Changes to identify identity markers that permit prospects to reevaluate the brand’s relevance are good options for repositioning brands.
Step 5 in Brand Repositioning
Lock the logo with a brand theme. It is so simple to do so that we are amazed at how rarely this happens. Create a brand theme representing the highest emotional intensity and graphically lock that message with the logo. Repositioning your brand demands that you make it easy to understand the position. Why make the prospect work to understand the brand’s emotional relevance?
Don’t ask the prospect to remember the brand’s theme. Say it up front and center.
Never present the logo or mark without the brand theme. Never do it.
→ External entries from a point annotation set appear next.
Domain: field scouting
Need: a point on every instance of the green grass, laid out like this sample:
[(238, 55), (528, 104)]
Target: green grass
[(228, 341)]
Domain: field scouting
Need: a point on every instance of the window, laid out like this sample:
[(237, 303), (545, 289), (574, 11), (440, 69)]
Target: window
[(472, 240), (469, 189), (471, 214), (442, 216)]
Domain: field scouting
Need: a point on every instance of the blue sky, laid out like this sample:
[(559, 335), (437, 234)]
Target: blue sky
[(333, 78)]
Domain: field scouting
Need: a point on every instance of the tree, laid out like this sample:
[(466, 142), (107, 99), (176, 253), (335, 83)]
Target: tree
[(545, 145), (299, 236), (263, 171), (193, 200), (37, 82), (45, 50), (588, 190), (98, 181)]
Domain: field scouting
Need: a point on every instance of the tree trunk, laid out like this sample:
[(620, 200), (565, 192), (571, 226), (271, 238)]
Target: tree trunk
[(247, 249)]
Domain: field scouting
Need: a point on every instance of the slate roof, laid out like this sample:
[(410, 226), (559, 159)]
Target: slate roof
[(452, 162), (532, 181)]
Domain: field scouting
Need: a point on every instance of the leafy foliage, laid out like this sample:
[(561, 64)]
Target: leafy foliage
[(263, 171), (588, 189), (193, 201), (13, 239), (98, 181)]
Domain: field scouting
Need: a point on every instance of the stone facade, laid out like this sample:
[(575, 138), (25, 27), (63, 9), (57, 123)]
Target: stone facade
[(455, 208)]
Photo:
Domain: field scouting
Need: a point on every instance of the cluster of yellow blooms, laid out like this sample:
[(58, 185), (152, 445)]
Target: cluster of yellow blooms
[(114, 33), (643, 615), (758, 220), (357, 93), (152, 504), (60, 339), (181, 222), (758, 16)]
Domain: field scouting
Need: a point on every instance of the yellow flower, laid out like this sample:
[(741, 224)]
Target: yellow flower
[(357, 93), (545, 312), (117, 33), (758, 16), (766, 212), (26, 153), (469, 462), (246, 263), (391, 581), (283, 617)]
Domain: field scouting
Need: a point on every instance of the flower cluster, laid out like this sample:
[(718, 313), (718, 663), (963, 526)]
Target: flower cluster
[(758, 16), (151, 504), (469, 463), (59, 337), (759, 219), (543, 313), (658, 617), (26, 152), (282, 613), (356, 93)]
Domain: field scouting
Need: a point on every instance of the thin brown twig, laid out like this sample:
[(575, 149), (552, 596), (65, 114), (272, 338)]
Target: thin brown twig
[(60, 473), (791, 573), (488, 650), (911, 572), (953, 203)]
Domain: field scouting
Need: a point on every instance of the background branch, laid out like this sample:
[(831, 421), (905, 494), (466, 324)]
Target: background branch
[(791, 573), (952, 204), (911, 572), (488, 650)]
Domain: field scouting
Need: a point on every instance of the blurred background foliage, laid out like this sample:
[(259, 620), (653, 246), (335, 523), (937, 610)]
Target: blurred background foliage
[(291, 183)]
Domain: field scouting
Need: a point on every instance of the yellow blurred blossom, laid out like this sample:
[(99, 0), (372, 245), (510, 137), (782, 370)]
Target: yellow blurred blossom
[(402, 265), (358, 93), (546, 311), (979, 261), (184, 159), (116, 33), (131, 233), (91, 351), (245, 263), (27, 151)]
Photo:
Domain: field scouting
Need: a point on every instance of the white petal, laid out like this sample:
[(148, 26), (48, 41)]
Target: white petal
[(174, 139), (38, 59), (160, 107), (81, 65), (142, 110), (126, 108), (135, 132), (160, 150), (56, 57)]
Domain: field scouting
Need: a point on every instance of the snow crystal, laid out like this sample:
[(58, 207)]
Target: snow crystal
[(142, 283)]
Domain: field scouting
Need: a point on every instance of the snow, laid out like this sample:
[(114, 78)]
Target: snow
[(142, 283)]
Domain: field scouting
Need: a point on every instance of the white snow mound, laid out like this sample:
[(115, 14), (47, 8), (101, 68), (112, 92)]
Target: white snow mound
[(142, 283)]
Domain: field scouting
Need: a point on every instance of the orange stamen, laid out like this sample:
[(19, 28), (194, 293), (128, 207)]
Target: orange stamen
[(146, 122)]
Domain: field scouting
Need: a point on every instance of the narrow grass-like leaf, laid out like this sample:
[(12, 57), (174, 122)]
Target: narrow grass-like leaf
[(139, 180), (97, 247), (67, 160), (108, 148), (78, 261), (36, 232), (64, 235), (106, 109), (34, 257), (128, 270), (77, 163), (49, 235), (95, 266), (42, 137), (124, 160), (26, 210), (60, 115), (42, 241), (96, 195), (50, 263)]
Step 6 in Brand Repositioning
Make the promise and permission accurate. Brand repositioning is your chance to rethink fundamentals. Brand repositioning is when you reposition your brand and create important product or service values. Highlight the differences. Change internal culture to reflect the brand’s promise.
Remember that the highest emotional intensity is more important than ANY product feature. When repositioning brands, we use product features to support emotional intensity. If you have repositioned the brand without culture changes, you have fallen victim to self-fulfilling marketing.
Real change starts internally, and the culture must accept the repositioning as true. Cultural changes supporting the repositioned brand demonstrate that fact. We utilize two kinds of brand training; the first module is training the employees on the nuances of brand repositioning.